Twitter ye not: the perils of social media

Twitter ye not: the perils of social media


Posted by: Tim Shaw, Minster Law.

This is the age of social media. We all use it to some degree or other and most people simply use the default settings, which often allow our posts, photos, videos and comments to be viewed and shared by anyone and everyone. Here at Minster Law there are guidelines and policies dealing with social media posts made on behalf of the business to ensure consistency and appropriateness. Unfortunately, many of our clients aren’t so lucky.

In many cases, the single best weapon open to the Defendant is the Claimant’s own social media presence. Insurers now regularly employ investigators to examine Facebook, Twitter and other social media outlets in order to find evidence which might undermine claims.

When two opposing drivers in a car accident who claim not to know each other are shown to have mutual friends on Facebook, alarm bells are triggered for motor insurers. If their investigations indicate that these supposed strangers are in fact Facebook Friends, it is almost inevitable that the insurers will sniff fraud and tailor their inquiries accordingly.
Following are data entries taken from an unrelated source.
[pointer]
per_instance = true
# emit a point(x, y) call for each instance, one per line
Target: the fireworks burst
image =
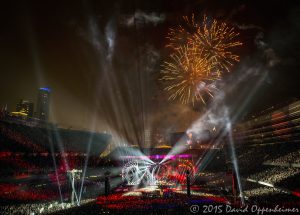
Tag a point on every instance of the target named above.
point(188, 75)
point(201, 53)
point(215, 38)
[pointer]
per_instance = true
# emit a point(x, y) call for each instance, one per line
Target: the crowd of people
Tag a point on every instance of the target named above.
point(40, 208)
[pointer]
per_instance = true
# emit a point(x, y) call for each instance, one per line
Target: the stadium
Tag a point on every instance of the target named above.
point(137, 107)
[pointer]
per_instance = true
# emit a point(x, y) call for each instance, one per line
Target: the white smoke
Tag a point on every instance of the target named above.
point(110, 36)
point(140, 18)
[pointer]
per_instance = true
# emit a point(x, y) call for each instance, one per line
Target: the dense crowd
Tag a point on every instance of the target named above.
point(39, 208)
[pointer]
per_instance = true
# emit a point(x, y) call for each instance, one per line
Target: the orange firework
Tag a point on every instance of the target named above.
point(188, 75)
point(217, 40)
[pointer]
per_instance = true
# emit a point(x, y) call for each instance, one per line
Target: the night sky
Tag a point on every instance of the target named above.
point(103, 69)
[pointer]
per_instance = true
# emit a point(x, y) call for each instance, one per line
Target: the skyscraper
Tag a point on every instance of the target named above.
point(25, 107)
point(43, 103)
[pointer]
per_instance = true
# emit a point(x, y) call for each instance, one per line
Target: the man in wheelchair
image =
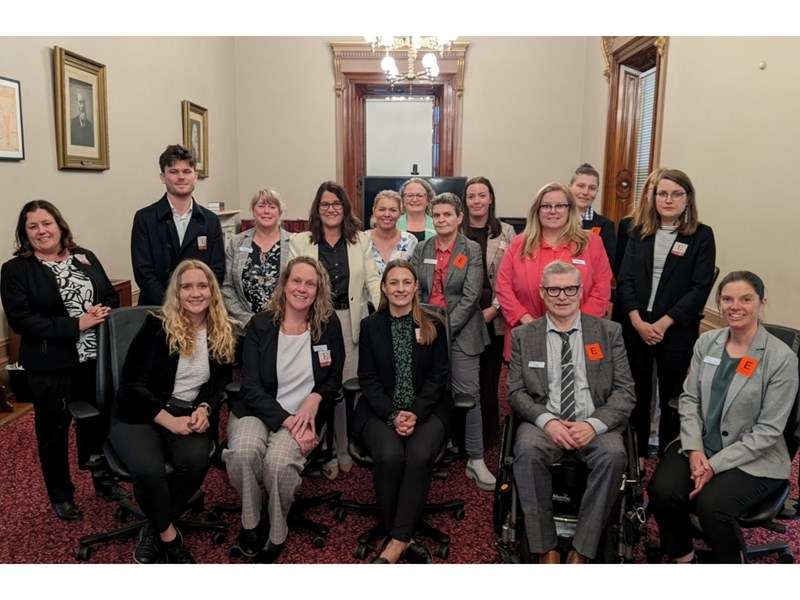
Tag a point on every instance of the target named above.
point(570, 385)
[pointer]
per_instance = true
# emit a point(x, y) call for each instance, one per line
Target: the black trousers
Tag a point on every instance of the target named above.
point(726, 496)
point(671, 368)
point(51, 393)
point(491, 365)
point(403, 471)
point(146, 448)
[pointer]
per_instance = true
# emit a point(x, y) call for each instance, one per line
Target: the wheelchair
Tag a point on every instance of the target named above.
point(626, 526)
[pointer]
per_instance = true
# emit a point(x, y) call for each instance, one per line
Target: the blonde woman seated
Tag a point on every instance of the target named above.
point(173, 378)
point(402, 416)
point(293, 360)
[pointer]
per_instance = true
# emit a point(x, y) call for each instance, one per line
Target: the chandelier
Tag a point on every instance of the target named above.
point(412, 45)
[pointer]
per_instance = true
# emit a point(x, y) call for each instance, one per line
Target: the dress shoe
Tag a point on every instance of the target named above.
point(147, 551)
point(477, 471)
point(417, 554)
point(67, 511)
point(269, 553)
point(576, 558)
point(553, 557)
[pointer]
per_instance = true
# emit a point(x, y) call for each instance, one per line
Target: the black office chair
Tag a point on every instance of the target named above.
point(442, 463)
point(766, 514)
point(626, 523)
point(113, 339)
point(296, 519)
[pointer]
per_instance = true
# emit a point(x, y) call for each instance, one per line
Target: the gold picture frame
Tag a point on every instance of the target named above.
point(81, 112)
point(195, 135)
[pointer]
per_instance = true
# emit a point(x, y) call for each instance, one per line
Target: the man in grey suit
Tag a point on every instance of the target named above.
point(570, 384)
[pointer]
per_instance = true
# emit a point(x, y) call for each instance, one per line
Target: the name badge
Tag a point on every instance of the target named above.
point(679, 248)
point(324, 358)
point(746, 366)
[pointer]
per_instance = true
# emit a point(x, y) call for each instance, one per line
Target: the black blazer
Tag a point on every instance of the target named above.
point(35, 310)
point(148, 376)
point(430, 371)
point(683, 289)
point(260, 373)
point(604, 227)
point(155, 250)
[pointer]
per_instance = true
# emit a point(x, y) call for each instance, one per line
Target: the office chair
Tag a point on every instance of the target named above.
point(442, 463)
point(766, 513)
point(113, 339)
point(296, 518)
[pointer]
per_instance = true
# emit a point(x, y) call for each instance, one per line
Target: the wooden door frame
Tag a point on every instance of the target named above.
point(618, 51)
point(355, 68)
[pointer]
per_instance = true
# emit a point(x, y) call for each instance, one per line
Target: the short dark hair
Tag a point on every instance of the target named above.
point(173, 154)
point(22, 246)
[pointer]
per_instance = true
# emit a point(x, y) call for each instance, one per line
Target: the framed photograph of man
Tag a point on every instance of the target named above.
point(81, 112)
point(11, 143)
point(195, 135)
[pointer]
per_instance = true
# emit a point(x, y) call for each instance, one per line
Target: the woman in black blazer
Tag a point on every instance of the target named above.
point(664, 282)
point(173, 378)
point(403, 416)
point(294, 354)
point(54, 295)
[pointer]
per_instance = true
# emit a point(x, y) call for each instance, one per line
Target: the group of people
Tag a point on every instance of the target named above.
point(301, 314)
Some people seem to have an almost insatiable desire to record their everyday lives on social media. Photos of food and videos of cute kittens are one thing, but evidence which contradicts a Claimant’s account of the nature and extent of the injuries suffered in an accident can be massively damaging to a claim: a semi-pro footballer scored an own goal when he tweeted about playing football. Unfortunately for him, the tweet was sent only a day after a road accident which had supposedly left him with injuries to his neck and back. He then compounded his error three weeks later by boasting on Twitter about scoring in the FA Trophy.  The hapless footballer tried to discontinue his claim when he was found out but the insurer persisted and a finding of fundamental dishonesty was made against him, together with a costs order for £11,000.00. Even worse, criminal proceedings followed and he was ultimately convicted of contempt of court and given a suspended prison sentence.
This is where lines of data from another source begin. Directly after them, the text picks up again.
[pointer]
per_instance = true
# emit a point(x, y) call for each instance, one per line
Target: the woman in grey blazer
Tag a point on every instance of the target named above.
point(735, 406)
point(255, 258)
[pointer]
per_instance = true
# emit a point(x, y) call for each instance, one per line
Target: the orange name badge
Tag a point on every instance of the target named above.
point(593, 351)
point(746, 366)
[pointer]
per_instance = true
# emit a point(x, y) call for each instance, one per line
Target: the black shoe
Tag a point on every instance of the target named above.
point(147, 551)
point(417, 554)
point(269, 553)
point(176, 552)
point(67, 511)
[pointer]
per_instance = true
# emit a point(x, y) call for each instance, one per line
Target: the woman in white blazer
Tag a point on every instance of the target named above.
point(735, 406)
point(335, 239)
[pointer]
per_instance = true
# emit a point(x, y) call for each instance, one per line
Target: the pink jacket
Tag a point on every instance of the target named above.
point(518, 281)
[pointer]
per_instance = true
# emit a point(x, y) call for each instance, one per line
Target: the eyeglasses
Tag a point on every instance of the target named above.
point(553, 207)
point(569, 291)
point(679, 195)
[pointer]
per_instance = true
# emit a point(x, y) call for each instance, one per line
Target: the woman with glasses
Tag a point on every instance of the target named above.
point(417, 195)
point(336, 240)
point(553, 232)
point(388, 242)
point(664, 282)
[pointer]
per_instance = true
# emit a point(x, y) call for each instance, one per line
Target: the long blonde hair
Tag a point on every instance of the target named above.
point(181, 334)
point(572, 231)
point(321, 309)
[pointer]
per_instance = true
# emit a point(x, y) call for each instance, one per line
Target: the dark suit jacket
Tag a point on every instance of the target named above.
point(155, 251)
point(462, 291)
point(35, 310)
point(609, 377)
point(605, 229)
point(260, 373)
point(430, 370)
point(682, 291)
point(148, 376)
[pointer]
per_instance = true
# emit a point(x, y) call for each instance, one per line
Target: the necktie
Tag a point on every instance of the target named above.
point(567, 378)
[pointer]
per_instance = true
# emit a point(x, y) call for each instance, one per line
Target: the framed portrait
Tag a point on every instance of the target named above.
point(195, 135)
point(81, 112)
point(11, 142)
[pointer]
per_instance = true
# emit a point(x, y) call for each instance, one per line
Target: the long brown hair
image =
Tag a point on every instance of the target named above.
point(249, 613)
In a similar case the insurers used evidence from a football team’s website (rather than the Claimant’s own social media output) to prove that a man had dishonestly claimed he was unable to play football after an accident when he had in fact played 27 matches that season and had been awarded “man of the match” on numerous occasions.

It’s not only the usual suspects of Facebook, Twitter and Instagram that insurers can look at: any app or program that allows you to connect with the world is fair game. Take Strava, an app which records your runs, rides and swims and logs details of your performance as a whole and at a number of segments along the way. I’ve had experience of a client who claimed he was unable to ride his bike after an accident. I knew he had a Strava account and checked it out: it showed he had ridden multiple times, sometimes distances of 50 or more miles, during that period. A long, hard chat with the client followed and he decided to restrict his claim as a result.
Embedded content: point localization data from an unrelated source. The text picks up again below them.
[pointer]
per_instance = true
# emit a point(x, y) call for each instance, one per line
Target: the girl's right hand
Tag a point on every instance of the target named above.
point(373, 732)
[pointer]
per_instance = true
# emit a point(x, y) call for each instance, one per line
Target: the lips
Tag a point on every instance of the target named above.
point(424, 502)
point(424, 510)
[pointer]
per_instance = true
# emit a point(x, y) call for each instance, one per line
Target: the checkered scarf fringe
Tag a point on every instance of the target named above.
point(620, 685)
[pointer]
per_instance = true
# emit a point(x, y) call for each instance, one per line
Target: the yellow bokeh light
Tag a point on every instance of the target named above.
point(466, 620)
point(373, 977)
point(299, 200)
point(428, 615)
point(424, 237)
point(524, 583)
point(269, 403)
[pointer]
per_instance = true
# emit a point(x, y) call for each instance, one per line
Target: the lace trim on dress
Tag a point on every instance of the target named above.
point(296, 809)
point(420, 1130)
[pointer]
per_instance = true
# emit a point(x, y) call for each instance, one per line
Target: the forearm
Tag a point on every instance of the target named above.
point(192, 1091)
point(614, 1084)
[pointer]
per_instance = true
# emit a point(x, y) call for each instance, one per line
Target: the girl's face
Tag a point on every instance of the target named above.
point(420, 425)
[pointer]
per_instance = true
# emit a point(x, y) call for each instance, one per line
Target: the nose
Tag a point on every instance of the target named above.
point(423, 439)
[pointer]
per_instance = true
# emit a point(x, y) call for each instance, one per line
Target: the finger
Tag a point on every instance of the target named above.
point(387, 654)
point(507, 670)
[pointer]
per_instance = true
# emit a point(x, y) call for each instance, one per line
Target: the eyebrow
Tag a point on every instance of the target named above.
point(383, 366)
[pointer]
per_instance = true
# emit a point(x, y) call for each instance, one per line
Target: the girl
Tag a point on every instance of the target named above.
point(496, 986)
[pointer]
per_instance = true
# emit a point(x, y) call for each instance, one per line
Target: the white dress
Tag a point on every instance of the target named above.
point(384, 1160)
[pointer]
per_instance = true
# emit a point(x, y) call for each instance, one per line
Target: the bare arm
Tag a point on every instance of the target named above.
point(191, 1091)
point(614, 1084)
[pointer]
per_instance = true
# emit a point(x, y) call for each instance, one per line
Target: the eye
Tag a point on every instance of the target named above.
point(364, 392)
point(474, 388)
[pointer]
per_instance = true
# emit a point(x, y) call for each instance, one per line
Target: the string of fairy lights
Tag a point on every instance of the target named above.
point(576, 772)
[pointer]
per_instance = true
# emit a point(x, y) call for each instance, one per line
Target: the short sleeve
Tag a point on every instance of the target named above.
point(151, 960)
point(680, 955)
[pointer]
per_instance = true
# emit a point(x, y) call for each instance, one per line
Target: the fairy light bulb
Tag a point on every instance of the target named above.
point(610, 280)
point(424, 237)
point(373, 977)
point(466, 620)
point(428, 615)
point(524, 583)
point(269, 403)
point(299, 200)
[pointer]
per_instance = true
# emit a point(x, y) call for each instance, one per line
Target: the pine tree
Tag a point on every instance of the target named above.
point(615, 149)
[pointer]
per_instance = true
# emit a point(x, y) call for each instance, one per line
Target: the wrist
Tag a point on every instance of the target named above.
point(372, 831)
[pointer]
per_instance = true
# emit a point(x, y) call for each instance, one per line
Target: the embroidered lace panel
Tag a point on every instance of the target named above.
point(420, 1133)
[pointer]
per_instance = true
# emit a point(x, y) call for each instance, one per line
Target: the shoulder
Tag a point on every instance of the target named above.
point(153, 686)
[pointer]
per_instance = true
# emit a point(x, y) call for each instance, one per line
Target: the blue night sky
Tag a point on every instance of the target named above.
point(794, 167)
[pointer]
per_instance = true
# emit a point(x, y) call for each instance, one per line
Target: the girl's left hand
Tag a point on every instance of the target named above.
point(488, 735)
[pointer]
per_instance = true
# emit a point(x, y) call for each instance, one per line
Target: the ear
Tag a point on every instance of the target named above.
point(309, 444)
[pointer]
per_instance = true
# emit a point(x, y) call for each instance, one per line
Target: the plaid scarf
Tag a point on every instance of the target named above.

The difficulty is that the bad apples make insurers suspicious of everyone and in some cases innocent posts on social media have been construed by insurers and judges so as to undermine a client’s claim.

Which brings us to the million dollar question: what should we be doing to advise our clients about social media? We can’t act as gatekeeper, checking every Facebook post or tweet for them before it is sent, but Leeds barrister Gordon Exall is of the firm opinion that lawyers have a duty at least to warn their clients about the use of social media within the context of litigation (he has published a number of articles relating to litigation and social media, helpfully collected here.

In some cases the lawyer’s duty may be limited to advising clients about the possibility of searches being made against their social media presence by or on behalf of insurers in the hope of finding discrepancies in their stated case, whether in relation to the accident circumstances or the nature and extent of injuries and losses claimed. It may also be sensible to recommend that clients review their online privacy settings and even suggest that they only accept “friend” or “follow” requests from people they know personally.

In my opinion, the key message to give clients is: Always assume that the other side’s insurance company are looking at your social media output, so don’t put anything on social media that you would not want to be seen by them.

That’s not to say that clients should swear off social media completely. Indeed, the most seriously injured may otherwise have little contact with the outside world and there are many supportive online communities that can provide support, advice and empathy. However, clients should be advised to think long and hard about each and every post they make on social media and be aware that it could be used to discredit them.